Pero todo el pueblo de Dios debe colaborar con quienes trabajan en la vanguardia de la misión "ad gentes", dando cada uno su contribución, como intuyeron y subrayaron muy bien los fundadores de las Obras misionales pontificias: todos pueden y deben participar en la evangelización, incluso los niños, incluso los enfermos, incluso los pobres con su óbolo, como el de la viuda cuyo ejemplo señaló Jesús (cf. Lc 21, 1-4). La misión es obra de todo el pueblo de Dios, cada uno en la vocación a la que ha sido llamado por la Providencia.

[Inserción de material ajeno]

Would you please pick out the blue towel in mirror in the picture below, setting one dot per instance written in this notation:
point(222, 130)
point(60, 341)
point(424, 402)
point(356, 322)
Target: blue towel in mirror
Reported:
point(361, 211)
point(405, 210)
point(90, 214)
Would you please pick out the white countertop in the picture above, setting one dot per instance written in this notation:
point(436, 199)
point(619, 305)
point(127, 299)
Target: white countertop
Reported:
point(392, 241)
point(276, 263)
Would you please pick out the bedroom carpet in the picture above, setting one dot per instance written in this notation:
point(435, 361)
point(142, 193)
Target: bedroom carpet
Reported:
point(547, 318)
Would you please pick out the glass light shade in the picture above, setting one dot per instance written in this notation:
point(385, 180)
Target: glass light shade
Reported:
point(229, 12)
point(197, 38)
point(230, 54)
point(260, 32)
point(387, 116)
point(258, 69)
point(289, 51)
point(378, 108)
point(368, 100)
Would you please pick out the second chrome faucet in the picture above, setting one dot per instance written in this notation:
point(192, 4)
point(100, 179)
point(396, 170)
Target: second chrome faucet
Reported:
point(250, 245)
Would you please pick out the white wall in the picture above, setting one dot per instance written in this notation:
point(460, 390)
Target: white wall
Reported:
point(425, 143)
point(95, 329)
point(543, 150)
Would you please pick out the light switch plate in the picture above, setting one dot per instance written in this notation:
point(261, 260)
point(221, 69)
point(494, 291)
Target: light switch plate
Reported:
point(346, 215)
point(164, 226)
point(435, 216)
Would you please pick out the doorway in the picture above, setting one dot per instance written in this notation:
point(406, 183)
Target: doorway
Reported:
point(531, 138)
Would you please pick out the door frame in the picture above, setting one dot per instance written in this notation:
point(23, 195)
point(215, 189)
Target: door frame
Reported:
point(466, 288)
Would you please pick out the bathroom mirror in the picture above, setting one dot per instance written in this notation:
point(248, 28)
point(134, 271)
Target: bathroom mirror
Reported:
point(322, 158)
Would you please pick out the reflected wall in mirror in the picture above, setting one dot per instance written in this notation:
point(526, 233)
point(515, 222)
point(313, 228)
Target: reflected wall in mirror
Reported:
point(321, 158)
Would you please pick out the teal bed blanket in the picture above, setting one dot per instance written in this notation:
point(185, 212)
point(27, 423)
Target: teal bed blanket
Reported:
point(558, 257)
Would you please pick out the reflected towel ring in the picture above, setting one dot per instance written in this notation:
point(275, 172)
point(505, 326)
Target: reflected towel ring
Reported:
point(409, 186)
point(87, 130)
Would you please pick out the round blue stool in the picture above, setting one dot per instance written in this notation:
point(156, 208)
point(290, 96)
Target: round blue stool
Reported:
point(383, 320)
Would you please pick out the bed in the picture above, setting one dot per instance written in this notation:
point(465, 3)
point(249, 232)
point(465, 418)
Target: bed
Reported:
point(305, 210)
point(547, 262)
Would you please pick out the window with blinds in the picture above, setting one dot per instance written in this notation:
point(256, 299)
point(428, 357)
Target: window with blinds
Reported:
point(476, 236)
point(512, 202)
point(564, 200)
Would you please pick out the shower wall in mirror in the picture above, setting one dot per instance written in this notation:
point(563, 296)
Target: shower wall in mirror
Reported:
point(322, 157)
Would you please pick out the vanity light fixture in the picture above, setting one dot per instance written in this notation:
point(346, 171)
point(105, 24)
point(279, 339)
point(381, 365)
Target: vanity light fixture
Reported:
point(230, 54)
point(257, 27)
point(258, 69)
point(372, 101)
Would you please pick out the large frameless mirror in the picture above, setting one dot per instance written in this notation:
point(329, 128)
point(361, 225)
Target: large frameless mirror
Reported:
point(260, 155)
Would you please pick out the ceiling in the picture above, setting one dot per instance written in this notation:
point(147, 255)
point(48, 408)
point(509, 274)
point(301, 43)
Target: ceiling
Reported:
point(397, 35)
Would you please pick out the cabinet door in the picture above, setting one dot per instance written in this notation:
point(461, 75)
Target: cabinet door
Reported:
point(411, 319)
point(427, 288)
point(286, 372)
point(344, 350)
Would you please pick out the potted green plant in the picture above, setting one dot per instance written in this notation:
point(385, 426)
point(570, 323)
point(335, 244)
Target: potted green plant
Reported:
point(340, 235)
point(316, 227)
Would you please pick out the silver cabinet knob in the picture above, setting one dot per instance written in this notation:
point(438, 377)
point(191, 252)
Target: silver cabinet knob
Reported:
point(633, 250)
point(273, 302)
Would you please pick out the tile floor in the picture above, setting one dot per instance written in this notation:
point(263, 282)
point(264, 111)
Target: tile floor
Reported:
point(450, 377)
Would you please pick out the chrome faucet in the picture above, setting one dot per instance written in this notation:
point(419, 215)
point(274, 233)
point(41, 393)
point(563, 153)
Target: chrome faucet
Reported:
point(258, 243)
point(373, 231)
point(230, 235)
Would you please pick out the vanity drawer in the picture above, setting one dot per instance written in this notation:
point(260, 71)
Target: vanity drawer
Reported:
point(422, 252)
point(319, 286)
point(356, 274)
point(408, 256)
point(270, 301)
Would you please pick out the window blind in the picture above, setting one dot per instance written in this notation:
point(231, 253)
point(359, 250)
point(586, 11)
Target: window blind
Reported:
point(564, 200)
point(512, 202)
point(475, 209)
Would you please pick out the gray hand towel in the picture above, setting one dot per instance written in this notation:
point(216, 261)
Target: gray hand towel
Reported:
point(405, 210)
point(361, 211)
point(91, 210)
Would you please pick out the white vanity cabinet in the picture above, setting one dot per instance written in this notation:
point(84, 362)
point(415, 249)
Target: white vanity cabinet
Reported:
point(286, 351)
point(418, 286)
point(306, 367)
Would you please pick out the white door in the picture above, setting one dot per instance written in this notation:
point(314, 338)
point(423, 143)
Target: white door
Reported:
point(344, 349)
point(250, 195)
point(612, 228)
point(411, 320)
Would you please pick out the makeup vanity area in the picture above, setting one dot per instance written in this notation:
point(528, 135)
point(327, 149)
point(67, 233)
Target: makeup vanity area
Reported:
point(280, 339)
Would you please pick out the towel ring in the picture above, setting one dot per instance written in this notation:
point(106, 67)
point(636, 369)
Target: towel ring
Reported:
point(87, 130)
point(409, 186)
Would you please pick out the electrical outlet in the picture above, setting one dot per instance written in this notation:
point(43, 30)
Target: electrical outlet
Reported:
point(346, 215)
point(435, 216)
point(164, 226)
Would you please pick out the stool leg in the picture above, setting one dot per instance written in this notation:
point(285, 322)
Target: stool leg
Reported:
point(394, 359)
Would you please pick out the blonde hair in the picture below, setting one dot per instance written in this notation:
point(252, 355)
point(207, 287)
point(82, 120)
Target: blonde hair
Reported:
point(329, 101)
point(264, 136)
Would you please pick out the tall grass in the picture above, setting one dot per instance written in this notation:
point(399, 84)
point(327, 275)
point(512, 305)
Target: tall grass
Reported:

A la Reina de la paz, Reina de las misiones y Estrella de la evangelización le pedimos el don de la paz. Invocamos su maternal protección sobre todos los que generosamente colaboran en la difusión del nombre y del mensaje de Jesús. Que ella nos obtenga una fe tan viva y ardiente que haga resonar con fuerza renovada a los hombres de nuestro tiempo la proclamación de la verdad de Cristo, único Salvador del mundo.
Al final deseo recordar las palabras que pronuncié, hace veintidós años, en esta misma plaza. "¡No tengáis miedo! Abrid las puertas a Cristo!".